Nach einer turbulenten Knesset-Sitzung gewinnt die neue rechts-religiöse Regierung die Vertrauensabstimmung. In deren Plänen sieht die Opposition nicht weniger als eine Gefahr für die Demokratie

Von Peter Münch, Tel Aviv

Auf diesen Augenblick hat er gewartet, alles hat er dafür gegeben, und nun kann jeder sehen, wie er ihn genießt: Nach 563 Tagen in der Ödnis der Opposition steht Benjamin Netanjahu wieder als Premierminister vor dem israelischen Parlament, selbstbewusst, staatsmännisch und mit einem sanften Lächeln im Gesicht, das wohl demonstrieren soll, wie gelassen er über all dem Streit schwebt, der da unten im Plenum und draußen im Lande tobt.

Netanjahu weiß, dass dieser Tag in die Geschichte eingehen wird, auch wenn noch niemand weiß, wie die Geschichte endet. An diesem 29. Dezember 2022 respektive am 5. Tag des Monats Tevet im Jahre 5783 ist unter seiner Führung die rechteste und religiöseste Regierung eingeschworen worden, die jemals in Israel am Ruder war. Mit 63 zu 54 Stimmen hat sie nach einer selbst für hiesige Verhältnisse stürmischen Parlamentssitzung die Vertrauensabstimmung gewonnen. Nun kann regiert werden - durchregiert, wie manche befürchten.

Für Netanjahu selbst ist es ein Tag neuer Rekorde: Seit einem Vierteljahrhundert schon, seit seiner ersten Amtszeit in den Jahren 1996 bis 1999 dominiert er die israelische Politik. Zum zweiten Mal ist ihm nun ein Comeback als Regierungschef gelungen, zum sechsten Mal führt er ein israelisches Kabinett, und mit einer kumulierten Amtszeit von mehr als 15 Jahren hat er jetzt schon jeden seiner Vorgänger inklusive den Staatsgründer David Ben-Gurion weit hinter sich gelassen.
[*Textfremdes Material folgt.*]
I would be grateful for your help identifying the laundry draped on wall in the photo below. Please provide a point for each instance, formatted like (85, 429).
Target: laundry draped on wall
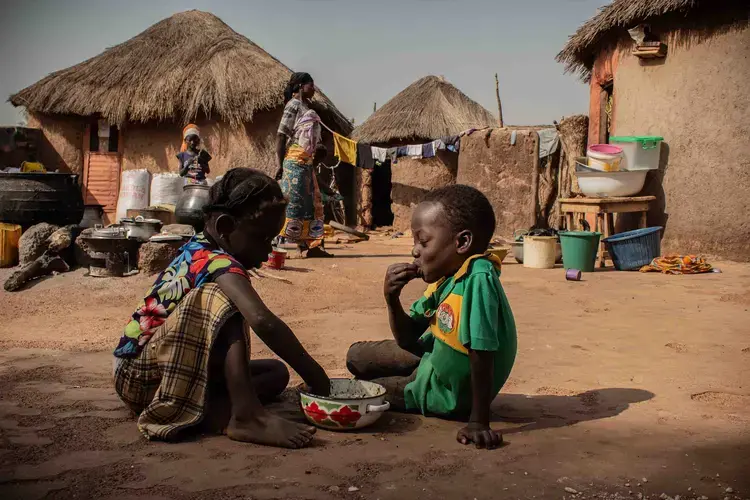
(365, 156)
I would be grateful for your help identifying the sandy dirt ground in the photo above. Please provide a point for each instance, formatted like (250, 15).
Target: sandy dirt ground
(625, 386)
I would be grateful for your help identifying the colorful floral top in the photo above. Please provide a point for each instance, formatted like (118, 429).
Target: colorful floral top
(199, 262)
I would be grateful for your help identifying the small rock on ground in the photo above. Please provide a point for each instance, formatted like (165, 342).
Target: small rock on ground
(153, 257)
(33, 242)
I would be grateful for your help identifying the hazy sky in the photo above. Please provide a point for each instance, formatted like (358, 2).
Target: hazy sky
(358, 51)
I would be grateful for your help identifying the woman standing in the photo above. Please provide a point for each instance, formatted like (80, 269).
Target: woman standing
(296, 143)
(193, 159)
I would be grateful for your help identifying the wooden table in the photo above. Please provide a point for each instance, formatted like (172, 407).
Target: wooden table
(574, 209)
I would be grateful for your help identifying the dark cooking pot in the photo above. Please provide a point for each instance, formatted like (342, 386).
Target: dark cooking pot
(189, 209)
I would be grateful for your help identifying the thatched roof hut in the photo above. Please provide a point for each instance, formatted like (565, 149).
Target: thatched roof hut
(613, 21)
(427, 109)
(125, 108)
(186, 66)
(692, 92)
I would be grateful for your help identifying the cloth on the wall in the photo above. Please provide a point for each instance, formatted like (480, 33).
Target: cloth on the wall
(378, 154)
(414, 150)
(364, 156)
(345, 149)
(452, 143)
(549, 141)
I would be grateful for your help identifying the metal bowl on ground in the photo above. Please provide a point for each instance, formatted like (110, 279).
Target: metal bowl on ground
(353, 404)
(140, 228)
(517, 249)
(500, 253)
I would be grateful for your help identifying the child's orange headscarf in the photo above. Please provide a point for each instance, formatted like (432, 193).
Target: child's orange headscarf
(190, 129)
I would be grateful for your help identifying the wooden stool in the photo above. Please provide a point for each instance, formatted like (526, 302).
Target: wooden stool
(603, 209)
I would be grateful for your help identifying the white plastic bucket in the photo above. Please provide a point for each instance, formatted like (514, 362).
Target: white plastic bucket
(605, 157)
(134, 188)
(639, 152)
(539, 252)
(166, 189)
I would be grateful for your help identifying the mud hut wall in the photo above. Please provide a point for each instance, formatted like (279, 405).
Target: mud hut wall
(503, 172)
(413, 178)
(61, 147)
(697, 99)
(154, 146)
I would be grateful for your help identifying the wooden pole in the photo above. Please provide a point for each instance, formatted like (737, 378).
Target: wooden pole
(499, 103)
(534, 181)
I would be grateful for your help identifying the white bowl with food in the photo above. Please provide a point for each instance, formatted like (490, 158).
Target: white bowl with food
(610, 184)
(352, 404)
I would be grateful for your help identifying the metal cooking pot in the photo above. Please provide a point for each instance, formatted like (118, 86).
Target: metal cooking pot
(189, 209)
(140, 228)
(108, 233)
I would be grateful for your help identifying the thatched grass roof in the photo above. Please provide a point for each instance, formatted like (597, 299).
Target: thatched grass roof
(581, 50)
(429, 108)
(182, 67)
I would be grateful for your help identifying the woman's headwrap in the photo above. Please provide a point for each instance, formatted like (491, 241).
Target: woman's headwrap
(190, 129)
(295, 82)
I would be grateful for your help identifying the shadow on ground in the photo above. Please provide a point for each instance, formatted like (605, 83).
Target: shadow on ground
(536, 412)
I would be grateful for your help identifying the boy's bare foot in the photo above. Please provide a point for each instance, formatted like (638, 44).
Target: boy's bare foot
(318, 253)
(271, 430)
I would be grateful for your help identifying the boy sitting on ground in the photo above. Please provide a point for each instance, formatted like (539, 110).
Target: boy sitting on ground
(456, 348)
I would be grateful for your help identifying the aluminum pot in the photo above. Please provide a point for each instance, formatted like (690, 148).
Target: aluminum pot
(189, 209)
(141, 229)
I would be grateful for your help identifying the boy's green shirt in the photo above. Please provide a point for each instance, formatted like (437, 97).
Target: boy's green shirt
(469, 310)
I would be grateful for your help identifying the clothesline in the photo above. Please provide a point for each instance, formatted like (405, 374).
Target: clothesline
(366, 156)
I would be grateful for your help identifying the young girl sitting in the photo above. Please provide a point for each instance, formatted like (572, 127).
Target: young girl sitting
(183, 358)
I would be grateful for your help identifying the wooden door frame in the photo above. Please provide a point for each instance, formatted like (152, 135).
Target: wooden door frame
(87, 156)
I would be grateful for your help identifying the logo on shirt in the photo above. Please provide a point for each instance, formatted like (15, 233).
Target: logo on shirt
(446, 318)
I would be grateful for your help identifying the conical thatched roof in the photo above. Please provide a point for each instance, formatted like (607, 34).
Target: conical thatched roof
(184, 66)
(579, 53)
(429, 108)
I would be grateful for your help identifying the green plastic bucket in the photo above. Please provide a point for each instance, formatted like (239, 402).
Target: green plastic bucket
(580, 249)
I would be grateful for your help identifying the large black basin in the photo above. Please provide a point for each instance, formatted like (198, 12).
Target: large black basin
(28, 199)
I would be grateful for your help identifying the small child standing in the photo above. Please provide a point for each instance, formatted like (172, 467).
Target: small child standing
(193, 159)
(455, 349)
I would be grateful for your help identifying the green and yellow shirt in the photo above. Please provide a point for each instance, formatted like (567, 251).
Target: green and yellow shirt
(469, 310)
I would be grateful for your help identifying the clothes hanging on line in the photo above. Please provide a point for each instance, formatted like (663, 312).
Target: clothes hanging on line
(428, 150)
(364, 156)
(378, 154)
(345, 149)
(549, 141)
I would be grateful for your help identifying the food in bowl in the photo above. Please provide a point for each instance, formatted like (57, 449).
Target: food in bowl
(352, 404)
(607, 184)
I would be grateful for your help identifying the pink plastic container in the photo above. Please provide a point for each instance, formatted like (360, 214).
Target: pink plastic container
(604, 157)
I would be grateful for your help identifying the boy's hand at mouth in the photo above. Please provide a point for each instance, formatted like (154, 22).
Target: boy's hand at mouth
(397, 276)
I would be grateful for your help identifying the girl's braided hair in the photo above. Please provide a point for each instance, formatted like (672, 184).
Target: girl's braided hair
(244, 192)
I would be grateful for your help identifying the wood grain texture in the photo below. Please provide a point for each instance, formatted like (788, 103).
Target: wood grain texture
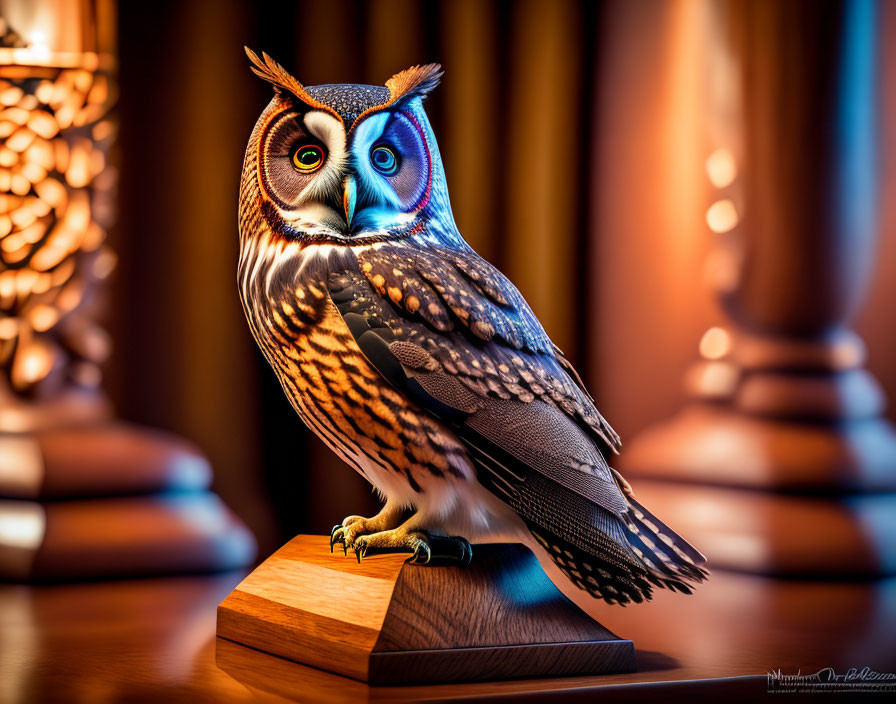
(152, 640)
(385, 621)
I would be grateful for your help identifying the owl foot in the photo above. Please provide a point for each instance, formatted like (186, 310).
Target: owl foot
(352, 527)
(425, 549)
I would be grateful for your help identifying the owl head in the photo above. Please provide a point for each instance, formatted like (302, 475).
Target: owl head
(345, 164)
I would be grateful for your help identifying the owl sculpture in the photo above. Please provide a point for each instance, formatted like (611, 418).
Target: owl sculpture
(415, 360)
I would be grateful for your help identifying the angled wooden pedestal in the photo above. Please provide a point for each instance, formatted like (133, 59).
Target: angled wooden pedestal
(387, 622)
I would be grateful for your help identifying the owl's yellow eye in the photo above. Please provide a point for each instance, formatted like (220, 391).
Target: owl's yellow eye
(308, 157)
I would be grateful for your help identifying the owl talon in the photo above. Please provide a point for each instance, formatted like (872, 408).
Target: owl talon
(336, 538)
(420, 551)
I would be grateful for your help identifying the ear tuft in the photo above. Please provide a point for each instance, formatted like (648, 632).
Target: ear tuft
(268, 69)
(414, 81)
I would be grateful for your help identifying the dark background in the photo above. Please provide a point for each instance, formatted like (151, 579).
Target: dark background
(574, 136)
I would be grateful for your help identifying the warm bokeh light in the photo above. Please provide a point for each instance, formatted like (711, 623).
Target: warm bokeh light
(715, 343)
(722, 216)
(721, 168)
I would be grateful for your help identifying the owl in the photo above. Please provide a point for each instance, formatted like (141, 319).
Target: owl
(415, 360)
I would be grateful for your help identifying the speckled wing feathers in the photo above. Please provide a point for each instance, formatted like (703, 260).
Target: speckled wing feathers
(507, 397)
(457, 291)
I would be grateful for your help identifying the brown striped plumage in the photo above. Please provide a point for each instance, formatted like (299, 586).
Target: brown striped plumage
(418, 362)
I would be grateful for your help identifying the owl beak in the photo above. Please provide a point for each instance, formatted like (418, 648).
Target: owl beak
(349, 193)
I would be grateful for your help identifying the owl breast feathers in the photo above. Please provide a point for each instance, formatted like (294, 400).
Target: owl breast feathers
(414, 359)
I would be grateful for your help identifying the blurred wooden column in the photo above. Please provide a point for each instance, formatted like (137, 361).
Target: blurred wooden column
(82, 495)
(781, 463)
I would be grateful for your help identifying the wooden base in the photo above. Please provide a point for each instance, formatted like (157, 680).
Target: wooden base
(385, 621)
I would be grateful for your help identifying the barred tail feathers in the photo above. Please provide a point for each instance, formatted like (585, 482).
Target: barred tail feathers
(648, 555)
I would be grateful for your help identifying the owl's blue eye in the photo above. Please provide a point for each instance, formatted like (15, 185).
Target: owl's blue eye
(384, 160)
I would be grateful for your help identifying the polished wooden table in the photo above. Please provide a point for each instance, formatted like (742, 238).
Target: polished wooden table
(154, 641)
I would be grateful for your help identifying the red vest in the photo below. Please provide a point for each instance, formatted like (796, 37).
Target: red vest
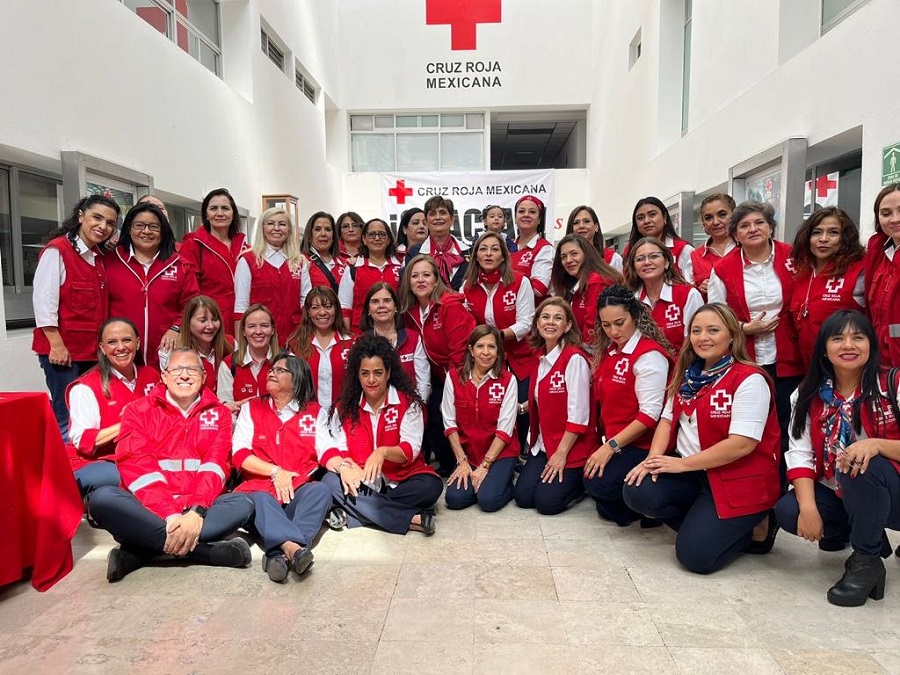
(747, 485)
(614, 383)
(477, 412)
(730, 270)
(290, 445)
(549, 416)
(521, 357)
(278, 288)
(83, 304)
(362, 440)
(815, 298)
(110, 411)
(153, 301)
(215, 263)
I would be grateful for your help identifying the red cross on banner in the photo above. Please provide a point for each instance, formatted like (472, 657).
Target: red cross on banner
(400, 191)
(463, 16)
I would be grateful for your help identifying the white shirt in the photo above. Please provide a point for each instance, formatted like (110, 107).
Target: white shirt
(762, 293)
(506, 422)
(578, 383)
(244, 428)
(243, 279)
(48, 277)
(749, 411)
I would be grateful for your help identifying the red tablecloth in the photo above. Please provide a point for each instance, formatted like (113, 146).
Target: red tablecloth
(40, 507)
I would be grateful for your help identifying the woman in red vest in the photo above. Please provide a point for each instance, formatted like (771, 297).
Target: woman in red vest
(383, 317)
(632, 363)
(203, 330)
(583, 220)
(718, 489)
(213, 250)
(829, 263)
(579, 276)
(534, 257)
(479, 411)
(71, 298)
(651, 273)
(651, 218)
(149, 283)
(273, 273)
(563, 418)
(376, 471)
(715, 216)
(320, 246)
(844, 456)
(375, 263)
(242, 374)
(883, 275)
(440, 317)
(96, 400)
(499, 296)
(278, 439)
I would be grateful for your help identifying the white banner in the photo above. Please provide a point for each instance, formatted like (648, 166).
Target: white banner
(470, 192)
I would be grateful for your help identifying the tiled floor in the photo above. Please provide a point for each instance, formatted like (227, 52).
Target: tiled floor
(510, 592)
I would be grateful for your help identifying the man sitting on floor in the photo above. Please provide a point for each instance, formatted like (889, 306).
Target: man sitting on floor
(174, 455)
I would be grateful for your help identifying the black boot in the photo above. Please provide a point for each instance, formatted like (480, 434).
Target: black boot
(863, 578)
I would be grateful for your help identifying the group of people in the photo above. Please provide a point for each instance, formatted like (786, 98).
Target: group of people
(342, 375)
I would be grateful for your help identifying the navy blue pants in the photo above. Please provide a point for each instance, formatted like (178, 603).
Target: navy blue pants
(58, 378)
(831, 508)
(96, 474)
(129, 522)
(298, 521)
(683, 501)
(548, 498)
(495, 491)
(606, 490)
(391, 510)
(872, 500)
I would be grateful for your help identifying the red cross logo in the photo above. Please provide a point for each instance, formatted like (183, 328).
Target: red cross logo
(721, 400)
(463, 17)
(400, 191)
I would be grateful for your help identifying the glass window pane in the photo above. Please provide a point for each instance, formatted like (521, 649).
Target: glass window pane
(417, 152)
(372, 152)
(462, 152)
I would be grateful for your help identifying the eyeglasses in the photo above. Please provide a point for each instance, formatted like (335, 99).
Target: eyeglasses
(180, 370)
(150, 227)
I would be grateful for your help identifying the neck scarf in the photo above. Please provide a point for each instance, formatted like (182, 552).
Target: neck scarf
(696, 378)
(447, 257)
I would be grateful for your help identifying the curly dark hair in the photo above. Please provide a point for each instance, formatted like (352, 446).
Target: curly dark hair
(369, 346)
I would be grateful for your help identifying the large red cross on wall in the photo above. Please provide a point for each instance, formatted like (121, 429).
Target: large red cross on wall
(463, 16)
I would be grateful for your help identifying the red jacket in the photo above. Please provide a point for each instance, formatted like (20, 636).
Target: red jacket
(521, 357)
(731, 272)
(153, 301)
(816, 297)
(290, 445)
(171, 462)
(445, 332)
(83, 304)
(278, 288)
(477, 413)
(215, 264)
(549, 416)
(747, 485)
(614, 390)
(110, 411)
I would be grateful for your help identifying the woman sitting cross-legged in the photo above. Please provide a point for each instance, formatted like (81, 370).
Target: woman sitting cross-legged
(717, 491)
(479, 409)
(844, 456)
(377, 474)
(277, 440)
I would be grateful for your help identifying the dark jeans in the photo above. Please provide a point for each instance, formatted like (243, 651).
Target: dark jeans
(684, 501)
Sein Vermächtnis aber, das wird Netanjahu mit seinen 73 Jahren zumindest erahnen, dürfte ganz entscheidend davon abhängen, wie und wohin diese neue Regierung das Land führt.

Chaos oder neue Größe?

Ins "Chaos", wie es der israelische Schriftsteller David Grossman unter dieser Überschrift in einem durchweg düsteren Aufmacher für die linksliberale Zeitung Haaretz am Tag vor der Vereidigung prophezeite? Oder zu neuer Größe und Stärke, wie es Netanjahu selbst verheißt bei der Vorstellung seines Programms und seiner Ministerriege im Parlament? Klar ist zumindest eins: Es ist kein leichter Weg, der sich vor dem Regierungschef eröffnet.

Auf was er sich eingelassen hat in diesem Bündnis seines Likud mit den beiden ultraorthodoxen Parteien Schas und Vereinigtes Thora-Judentum sowie den drei rechtsextremen Fraktionen unter den Namen Religiöse Zionisten, Jüdische Stärke und Noam, das konnte Netanjahu in den knapp zwei Monaten schon erleben, die seit der Wahl vergangen sind. Angekündigt hatte er eine Art Spaziergang zur Regierungsbildung, nach zwei Wochen wollte er die Verhandlungen abgeschlossen haben. Es wurde ein wildes Querfeldein-Rennen mit Hürden, Gräben und fiesen Fallen.

Vor der Knesset demonstrierten am Donnerstag viele Menschen gegen die neue Regierung von Benjamin Netanjahu. (Foto: AHMAD GHARABLI/AFP)

Herausgekommen ist ein Kabinett mit 31 Ministern, in dem sich nur fünf Frauen und einige heftig umstrittene Männer finden. Der verurteilte Steuerbetrüger und Schas-Parteichef Arye Deri darf dank einer eiligen Gesetzesänderung Minister werden, erst für Inneres, später für Finanzen. Als Minister für Nationale Sicherheit bringt der rechtsextreme Itamar Ben-Gvir Verurteilungen wegen Aufhetzung und Unterstützung einer terroristischen Vereinigung mit ins Amt. Und der radikale Siedler Bezalel Smotrich ist neben seiner Aufgabe als Finanzminister auch noch zuständig für die zivile Verwaltung des Westjordanlands einschließlich des Siedlungsbaus.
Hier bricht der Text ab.